50 ml cultures were grown to mid-log phase in BG11 medium. Each culture was then harvested by centrifugation, resuspended in 30 ml of wash medium, harvested a second time and resuspended in 10 ml of BG11 medium supplemented with glucose but lacking NaNO₃. This was then divided into two 5 ml portions, which were then used to inoculate parallel 20 ml cultures.

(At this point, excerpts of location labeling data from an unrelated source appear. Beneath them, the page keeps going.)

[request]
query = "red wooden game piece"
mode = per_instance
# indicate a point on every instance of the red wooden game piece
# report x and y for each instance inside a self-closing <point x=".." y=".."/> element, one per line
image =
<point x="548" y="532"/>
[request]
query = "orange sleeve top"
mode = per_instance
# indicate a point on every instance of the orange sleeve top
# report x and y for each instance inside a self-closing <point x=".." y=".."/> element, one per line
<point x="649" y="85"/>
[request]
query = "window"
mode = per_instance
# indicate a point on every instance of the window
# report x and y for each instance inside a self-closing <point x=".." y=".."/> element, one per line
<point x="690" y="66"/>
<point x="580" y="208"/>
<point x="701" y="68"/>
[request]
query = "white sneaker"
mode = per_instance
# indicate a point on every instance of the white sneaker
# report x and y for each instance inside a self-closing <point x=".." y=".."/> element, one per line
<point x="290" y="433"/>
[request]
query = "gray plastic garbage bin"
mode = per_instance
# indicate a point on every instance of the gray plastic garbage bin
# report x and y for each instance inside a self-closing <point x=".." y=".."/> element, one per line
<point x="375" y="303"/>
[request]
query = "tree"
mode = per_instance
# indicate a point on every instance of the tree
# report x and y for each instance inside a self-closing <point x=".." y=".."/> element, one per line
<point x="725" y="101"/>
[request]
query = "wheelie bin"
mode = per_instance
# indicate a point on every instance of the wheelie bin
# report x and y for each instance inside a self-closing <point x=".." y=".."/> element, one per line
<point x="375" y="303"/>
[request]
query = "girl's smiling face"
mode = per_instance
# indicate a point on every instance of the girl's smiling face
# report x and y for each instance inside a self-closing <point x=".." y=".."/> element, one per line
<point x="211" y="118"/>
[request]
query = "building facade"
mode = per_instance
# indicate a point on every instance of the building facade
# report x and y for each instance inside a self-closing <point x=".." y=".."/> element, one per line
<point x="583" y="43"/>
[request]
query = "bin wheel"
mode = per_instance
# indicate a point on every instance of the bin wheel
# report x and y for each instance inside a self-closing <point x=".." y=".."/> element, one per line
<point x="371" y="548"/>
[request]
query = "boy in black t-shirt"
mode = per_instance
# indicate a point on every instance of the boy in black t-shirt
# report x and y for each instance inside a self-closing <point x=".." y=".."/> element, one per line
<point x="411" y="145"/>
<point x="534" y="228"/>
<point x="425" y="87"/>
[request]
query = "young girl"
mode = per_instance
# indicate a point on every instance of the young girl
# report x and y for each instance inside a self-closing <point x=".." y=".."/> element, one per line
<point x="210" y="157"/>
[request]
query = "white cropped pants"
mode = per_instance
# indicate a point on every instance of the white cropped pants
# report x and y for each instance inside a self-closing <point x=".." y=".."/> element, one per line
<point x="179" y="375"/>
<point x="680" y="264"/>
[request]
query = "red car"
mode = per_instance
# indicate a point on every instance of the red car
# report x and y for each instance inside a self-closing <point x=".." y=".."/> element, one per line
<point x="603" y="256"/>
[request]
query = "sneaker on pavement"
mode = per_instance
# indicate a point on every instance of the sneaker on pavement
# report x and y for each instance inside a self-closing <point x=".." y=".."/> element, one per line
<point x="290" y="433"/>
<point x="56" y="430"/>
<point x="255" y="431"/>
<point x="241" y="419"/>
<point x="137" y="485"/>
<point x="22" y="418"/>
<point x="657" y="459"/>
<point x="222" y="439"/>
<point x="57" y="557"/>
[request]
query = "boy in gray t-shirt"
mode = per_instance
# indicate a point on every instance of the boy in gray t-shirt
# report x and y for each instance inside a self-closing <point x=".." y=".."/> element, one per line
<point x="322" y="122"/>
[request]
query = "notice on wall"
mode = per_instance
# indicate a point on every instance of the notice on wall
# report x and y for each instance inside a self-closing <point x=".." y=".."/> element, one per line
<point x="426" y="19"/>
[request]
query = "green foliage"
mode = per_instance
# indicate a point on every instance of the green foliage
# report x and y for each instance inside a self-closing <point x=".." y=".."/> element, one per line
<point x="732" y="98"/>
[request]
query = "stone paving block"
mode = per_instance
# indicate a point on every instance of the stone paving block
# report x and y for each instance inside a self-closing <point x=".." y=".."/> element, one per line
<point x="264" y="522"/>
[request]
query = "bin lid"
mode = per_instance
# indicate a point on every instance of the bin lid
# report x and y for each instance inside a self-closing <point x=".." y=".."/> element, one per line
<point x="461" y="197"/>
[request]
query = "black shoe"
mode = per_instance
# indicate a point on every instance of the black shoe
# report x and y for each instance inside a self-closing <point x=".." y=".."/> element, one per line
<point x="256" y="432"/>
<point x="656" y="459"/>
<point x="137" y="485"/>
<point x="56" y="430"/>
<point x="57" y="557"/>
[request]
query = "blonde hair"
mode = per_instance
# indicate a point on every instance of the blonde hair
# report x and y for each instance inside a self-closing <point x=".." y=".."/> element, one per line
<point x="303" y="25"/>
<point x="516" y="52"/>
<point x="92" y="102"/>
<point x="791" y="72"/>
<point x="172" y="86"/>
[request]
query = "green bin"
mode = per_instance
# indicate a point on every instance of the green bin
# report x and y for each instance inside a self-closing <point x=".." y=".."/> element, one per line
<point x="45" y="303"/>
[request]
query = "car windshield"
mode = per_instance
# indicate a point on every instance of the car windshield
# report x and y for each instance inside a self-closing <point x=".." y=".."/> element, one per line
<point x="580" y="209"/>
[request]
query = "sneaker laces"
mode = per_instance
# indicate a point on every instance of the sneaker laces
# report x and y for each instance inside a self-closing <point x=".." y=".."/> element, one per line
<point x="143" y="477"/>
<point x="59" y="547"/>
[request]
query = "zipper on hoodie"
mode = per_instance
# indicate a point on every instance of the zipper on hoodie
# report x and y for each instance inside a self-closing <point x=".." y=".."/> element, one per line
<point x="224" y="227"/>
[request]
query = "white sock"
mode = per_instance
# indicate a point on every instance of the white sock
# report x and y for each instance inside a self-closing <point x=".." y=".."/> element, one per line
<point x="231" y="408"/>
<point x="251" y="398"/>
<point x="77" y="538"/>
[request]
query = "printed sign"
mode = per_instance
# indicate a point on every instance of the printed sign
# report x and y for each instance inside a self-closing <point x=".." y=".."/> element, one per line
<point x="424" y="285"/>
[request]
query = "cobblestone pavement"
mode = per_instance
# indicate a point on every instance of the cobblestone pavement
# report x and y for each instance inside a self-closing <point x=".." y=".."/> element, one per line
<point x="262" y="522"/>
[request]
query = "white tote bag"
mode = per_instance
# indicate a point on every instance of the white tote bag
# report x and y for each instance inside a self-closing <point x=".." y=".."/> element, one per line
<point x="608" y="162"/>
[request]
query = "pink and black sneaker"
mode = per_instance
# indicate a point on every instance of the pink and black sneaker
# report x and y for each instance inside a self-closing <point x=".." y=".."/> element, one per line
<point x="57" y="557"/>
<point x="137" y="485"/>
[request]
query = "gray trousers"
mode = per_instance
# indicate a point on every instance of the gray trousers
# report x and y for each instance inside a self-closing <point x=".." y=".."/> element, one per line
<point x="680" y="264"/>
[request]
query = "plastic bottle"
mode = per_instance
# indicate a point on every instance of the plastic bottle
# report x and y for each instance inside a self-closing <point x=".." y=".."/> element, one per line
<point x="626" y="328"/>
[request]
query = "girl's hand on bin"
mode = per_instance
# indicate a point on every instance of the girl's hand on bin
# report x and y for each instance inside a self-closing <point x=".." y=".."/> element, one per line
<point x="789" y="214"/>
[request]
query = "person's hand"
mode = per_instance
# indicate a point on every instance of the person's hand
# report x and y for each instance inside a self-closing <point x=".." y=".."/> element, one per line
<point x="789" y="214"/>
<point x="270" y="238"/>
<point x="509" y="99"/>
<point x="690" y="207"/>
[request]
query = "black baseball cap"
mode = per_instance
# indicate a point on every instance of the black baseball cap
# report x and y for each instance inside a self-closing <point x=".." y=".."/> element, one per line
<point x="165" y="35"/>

Fluorescence emission spectra were measured at 77 K in a Perkin-Elmer LS50 luminescence spectrometer equipped with a liquid-nitrogen sample holder. Cells were harvested by centrifugation and resuspended in growth medium to a chlorophyll a concentration of 5 μM 28. Re-absorption of emitted fluorescence was negligible at the cell concentrations used. The samples were not mixed with glycerol, as this alters the low temperature fluorescence emission spectrum 29. The samples were then injected into silica tubes (2 mm internal diameter) and dark adapted for 5 minutes. Samples were rapidly frozen by immersion in liquid nitrogen. Excitation and emission slit widths were 5 nm. Chlorophyll a was excited at 435 nm: light at this wavelength is not significantly absorbed by the phycobilisomes 50. Chlorophyll a concentration was estimated from the absorption of methanol extracts at 665 nm 51. Spectra from different samples were normalised to the PSI peak (emission at 725 nm). Cell absorption spectra were recorded with an Aminco DW2000 spectrophotometer. The concentrations of chlorophyll and phycocyanin were estimated from the spectra using the equations of Myers et al. 27. Cell numbers were estimated from the optical density at 750 nm, calibrated using a hemocytometer.